The abandoned Camp Century site, complete with a hospital, cinema, church and research labs – and powered by a mini nuclear reactor, is about 250 kilometres east of the U.S. military base in Thule, in northwest Greenland.
Camp Century was a top secret U.S. project for many years until Walter Cronkite visited with CBS and did a special called Camp Century: a City under the Ice, Colgan said.
“It was almost like a propaganda movie where the U.S. Army was broadcasting all their technological savvy in colonizing the ice sheet,” Colgan said. “It was like a little city under the ice sheet that they had dug out, just below the surface of the ice sheet.”
Ice shield for nukes
The main research project was testing the feasibility of the deployment of nuclear missiles within the ice sheet.
“They wanted to learn how to dig tunnels just beneath the ice sheet to keep missiles constantly in motion over large area of the ice sheet,” Colgan said.
The U.S. military wanted to eventually put in 600 missiles into a network of tunnels dug under the surface of the ice sheet.
“They actually went so far as building a small railway, a test railway beneath the surface and doing some other important basic research into the building materials and the structures they could construct within the tunnel walls,” Colgan said.
But all of this was abandoned in 1967, after about seven years of use.
“It was abandoned with minimal decommissioning, meaning that the doors were pretty much closed and everything was left as it was in the tunnels,” Colgan said. “They removed the nuclear reactor but other than that they left pretty much all the infrastructure in the tunnels and it was slowly crushed shut by the deforming tunnels and buried under subsequent snowfall.”
Force of nature
What remains of the base is now crushed very flat at a depth of about 30 to 35 metres beneath the ice sheet surface.
When the U.S. army engineers abandoned the site, they assumed it would snow in perpetuity, burying the abandoned site deeper and deeper in the ice sheet.
But climate change will at some point reverse that process and slowly peel off layers of ice until Camp Century is brought back to surface, Colgan said.
“When we looked at climate simulations being used by the most recent climate assessment, we found that ‘under the business as usual’ scenario one of the most reliable climate simulations suggests that the site will transition from collecting net snow fall every year to experiencing net melt,” Colgan said.
The model suggests that beginning around the year 2090 one layer of snow and ice would be removed from the site each year until its exposure on the surface is irreversible, he said.
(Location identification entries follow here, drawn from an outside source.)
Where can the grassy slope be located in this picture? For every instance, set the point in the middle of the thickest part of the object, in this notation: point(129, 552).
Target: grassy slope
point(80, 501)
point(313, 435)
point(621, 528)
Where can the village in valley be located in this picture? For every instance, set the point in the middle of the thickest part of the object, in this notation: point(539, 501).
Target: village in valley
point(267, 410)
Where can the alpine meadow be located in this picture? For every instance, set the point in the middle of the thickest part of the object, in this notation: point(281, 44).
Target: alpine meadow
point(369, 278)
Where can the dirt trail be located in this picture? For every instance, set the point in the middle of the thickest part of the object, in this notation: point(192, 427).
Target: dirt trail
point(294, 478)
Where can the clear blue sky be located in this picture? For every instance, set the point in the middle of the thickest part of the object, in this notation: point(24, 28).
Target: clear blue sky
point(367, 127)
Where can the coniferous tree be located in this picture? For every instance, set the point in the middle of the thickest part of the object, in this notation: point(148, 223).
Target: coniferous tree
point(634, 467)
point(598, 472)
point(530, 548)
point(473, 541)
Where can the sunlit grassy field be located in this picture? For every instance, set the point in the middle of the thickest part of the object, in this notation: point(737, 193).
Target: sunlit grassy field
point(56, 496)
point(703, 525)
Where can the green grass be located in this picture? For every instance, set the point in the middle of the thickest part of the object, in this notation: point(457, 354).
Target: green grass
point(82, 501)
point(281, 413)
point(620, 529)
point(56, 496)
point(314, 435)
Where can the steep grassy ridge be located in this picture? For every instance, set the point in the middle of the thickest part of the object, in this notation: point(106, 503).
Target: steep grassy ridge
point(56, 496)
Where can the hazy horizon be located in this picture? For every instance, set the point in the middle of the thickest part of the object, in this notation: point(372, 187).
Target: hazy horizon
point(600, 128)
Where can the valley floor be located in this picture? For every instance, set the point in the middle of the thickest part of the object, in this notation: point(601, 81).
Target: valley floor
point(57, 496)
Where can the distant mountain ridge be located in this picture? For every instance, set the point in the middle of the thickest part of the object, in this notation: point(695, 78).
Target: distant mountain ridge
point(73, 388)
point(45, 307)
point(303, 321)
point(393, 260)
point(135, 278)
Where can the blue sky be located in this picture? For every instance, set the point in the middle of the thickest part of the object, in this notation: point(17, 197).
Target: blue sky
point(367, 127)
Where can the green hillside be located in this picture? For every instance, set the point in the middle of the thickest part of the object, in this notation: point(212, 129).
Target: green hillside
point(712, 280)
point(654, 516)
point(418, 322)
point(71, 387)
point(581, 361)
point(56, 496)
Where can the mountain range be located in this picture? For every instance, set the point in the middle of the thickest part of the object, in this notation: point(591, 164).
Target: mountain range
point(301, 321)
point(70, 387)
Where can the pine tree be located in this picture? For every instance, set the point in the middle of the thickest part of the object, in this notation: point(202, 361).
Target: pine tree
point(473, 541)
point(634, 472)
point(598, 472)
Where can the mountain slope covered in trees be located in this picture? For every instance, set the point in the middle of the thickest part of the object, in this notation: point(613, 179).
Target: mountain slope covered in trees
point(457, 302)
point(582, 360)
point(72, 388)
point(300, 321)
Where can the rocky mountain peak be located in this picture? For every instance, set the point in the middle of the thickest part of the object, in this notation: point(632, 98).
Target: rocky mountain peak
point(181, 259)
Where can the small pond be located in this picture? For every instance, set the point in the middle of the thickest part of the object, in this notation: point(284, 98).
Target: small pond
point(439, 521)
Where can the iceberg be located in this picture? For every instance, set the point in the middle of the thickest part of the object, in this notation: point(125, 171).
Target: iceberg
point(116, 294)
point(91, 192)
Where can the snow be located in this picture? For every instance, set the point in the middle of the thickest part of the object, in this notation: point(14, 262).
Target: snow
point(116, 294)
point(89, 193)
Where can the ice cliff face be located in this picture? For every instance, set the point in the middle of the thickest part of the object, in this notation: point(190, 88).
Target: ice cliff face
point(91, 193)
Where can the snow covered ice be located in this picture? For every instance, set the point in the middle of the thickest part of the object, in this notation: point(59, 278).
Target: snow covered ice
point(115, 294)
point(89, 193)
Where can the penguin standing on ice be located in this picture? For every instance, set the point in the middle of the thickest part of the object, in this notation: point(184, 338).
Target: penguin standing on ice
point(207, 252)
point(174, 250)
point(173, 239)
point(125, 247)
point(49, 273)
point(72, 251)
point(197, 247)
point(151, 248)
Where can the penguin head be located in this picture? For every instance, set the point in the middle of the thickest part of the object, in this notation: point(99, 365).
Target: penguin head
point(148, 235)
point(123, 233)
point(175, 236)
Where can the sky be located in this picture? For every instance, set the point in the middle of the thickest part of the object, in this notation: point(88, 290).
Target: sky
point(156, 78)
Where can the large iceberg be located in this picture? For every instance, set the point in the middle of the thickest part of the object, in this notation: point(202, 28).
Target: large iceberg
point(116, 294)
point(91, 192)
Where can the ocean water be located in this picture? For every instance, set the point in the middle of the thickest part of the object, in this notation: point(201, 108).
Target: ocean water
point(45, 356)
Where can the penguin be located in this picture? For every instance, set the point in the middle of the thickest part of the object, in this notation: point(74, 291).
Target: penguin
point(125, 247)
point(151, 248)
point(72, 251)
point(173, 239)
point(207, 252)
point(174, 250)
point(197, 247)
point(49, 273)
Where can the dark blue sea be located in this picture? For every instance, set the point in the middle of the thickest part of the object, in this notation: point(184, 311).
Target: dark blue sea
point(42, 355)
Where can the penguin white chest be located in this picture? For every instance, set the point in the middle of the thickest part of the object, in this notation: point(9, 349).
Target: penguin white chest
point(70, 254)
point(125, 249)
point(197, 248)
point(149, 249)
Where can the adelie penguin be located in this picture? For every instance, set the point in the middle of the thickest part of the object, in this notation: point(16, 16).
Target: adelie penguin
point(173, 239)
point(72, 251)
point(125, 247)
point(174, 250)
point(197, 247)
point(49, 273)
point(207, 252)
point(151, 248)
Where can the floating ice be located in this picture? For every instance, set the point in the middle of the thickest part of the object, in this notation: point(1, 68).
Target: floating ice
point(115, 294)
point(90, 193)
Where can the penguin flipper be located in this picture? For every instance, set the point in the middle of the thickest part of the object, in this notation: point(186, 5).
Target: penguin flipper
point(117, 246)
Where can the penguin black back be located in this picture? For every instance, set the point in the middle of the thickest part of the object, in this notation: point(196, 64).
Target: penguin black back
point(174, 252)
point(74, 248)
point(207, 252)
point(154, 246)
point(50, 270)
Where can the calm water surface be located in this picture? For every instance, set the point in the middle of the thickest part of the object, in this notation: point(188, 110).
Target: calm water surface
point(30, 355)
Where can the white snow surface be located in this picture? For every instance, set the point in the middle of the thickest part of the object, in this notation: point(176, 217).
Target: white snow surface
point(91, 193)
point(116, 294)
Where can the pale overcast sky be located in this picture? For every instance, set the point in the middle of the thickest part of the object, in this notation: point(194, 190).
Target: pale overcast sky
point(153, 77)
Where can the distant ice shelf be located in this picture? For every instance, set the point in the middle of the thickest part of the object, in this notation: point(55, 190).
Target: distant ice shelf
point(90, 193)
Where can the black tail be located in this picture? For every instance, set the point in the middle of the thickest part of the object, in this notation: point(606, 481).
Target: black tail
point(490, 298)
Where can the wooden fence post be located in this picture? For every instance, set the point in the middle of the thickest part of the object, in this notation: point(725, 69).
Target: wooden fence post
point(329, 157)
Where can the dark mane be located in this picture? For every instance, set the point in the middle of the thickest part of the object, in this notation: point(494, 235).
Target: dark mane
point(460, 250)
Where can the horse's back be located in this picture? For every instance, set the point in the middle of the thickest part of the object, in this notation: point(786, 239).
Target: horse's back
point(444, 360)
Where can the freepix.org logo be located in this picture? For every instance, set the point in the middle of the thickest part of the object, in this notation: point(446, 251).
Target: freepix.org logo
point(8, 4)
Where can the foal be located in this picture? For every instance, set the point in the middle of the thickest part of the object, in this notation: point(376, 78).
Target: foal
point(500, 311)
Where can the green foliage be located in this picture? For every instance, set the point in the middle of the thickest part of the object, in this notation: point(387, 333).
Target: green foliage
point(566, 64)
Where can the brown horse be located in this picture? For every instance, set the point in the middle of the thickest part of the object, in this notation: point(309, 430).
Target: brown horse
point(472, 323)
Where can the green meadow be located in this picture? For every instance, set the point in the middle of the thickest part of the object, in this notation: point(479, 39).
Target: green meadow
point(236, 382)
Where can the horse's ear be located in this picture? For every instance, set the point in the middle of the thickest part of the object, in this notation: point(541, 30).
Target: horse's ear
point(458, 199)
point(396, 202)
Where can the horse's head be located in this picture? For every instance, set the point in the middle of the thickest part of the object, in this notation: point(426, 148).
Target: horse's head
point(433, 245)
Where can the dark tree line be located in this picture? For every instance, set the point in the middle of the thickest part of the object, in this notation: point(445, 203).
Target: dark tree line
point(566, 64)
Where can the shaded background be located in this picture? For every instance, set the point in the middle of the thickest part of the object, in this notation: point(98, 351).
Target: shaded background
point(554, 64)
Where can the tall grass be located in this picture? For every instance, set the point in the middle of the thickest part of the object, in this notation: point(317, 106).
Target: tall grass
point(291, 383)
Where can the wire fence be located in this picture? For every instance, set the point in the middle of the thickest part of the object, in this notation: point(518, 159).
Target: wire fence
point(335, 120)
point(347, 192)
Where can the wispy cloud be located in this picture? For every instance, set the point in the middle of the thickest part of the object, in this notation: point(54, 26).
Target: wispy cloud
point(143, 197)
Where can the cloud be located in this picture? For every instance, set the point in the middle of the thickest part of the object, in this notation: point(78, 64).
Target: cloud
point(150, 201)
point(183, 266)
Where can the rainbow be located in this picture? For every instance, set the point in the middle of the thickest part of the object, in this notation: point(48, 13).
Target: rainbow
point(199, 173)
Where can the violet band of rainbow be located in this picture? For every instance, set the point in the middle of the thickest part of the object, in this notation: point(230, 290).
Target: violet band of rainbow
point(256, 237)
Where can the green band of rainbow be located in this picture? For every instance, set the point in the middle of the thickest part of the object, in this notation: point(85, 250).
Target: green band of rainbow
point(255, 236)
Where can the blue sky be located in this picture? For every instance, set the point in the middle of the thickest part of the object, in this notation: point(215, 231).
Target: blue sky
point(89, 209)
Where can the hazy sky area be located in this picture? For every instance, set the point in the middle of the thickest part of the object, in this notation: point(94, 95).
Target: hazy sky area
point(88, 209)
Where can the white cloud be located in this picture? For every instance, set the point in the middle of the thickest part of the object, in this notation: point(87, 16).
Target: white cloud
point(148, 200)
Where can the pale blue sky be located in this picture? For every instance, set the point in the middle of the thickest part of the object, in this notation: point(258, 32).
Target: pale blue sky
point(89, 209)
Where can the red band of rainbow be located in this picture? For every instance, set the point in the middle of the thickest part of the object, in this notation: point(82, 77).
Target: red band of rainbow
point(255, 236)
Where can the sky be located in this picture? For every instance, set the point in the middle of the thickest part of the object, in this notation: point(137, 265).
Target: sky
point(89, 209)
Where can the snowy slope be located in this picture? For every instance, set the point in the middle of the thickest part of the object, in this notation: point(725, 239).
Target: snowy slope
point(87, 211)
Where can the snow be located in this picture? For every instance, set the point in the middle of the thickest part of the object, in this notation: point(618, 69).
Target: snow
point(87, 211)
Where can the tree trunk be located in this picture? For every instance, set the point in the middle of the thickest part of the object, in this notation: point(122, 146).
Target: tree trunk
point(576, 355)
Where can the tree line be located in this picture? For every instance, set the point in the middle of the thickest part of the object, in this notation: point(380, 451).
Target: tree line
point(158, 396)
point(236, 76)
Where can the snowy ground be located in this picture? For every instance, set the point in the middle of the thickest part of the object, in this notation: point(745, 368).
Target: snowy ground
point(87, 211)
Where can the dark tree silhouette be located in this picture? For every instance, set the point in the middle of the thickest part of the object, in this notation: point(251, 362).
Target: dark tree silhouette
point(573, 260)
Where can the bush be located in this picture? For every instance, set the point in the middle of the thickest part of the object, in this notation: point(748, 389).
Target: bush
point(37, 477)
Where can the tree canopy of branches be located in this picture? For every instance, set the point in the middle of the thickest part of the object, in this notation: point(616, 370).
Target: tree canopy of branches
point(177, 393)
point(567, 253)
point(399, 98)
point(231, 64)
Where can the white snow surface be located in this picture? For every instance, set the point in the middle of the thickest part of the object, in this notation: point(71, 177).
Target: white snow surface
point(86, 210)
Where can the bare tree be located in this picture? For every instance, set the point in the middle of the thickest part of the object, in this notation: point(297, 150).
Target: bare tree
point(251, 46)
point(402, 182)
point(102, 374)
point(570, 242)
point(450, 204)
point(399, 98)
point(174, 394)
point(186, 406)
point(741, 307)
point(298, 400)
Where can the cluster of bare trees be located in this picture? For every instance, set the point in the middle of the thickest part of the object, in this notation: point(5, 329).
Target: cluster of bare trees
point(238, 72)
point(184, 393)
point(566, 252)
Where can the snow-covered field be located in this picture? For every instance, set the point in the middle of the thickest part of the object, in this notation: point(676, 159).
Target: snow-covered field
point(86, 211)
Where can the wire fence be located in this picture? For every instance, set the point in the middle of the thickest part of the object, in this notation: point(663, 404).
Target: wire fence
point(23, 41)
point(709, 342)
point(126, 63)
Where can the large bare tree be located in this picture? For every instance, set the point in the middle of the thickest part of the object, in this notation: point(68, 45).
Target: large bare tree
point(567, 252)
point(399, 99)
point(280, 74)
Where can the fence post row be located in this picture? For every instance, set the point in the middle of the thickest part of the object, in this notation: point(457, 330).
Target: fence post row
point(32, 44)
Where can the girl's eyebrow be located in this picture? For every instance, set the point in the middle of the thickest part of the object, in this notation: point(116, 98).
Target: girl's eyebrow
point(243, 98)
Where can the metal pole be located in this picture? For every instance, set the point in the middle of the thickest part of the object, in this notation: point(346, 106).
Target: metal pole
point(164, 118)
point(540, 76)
Pools of melting water on the surface of the ice sheet could exacerbate things even before the site is fully exposed, Colgan said.
“The concern with Camp Century is that the site, once it starts to receive melt, even if it doesn’t melt all the ice but rather just creates enough melt water to percolate down through the ice and through the abandoned infrastructure and the abandoned waste piles, there is the potential of dispersion of some of the pollutants that were left on that site,” Colgan said. “Those include things like PCBs and other chemicals being leached from physical infrastructure, the large volume of raw, untreated sewage left at the site, even a little bit of low-level radioactive coolant that was left at the site as well.”
A weekend project
If he can secure funding, the next step in his research is to return to the site with an ice penetrating radar and map out exactly where the site is and how deep under the surface its waste sites lie.
“Right now we only have a vague idea how deep it is based on a bit of modelling and estimation,” Colgan said.
But securing funding for this further research has been highly problematic “probably because there is some questions about how it’s a multi-generational, multi-national liability associated with the site” with no country willing to fund the project so far, Colgan said.
“It’s been an evening and weekends project by our team of junior researchers so far,” he said. “We’re hoping to get some funding and get on site within the next two years or so.”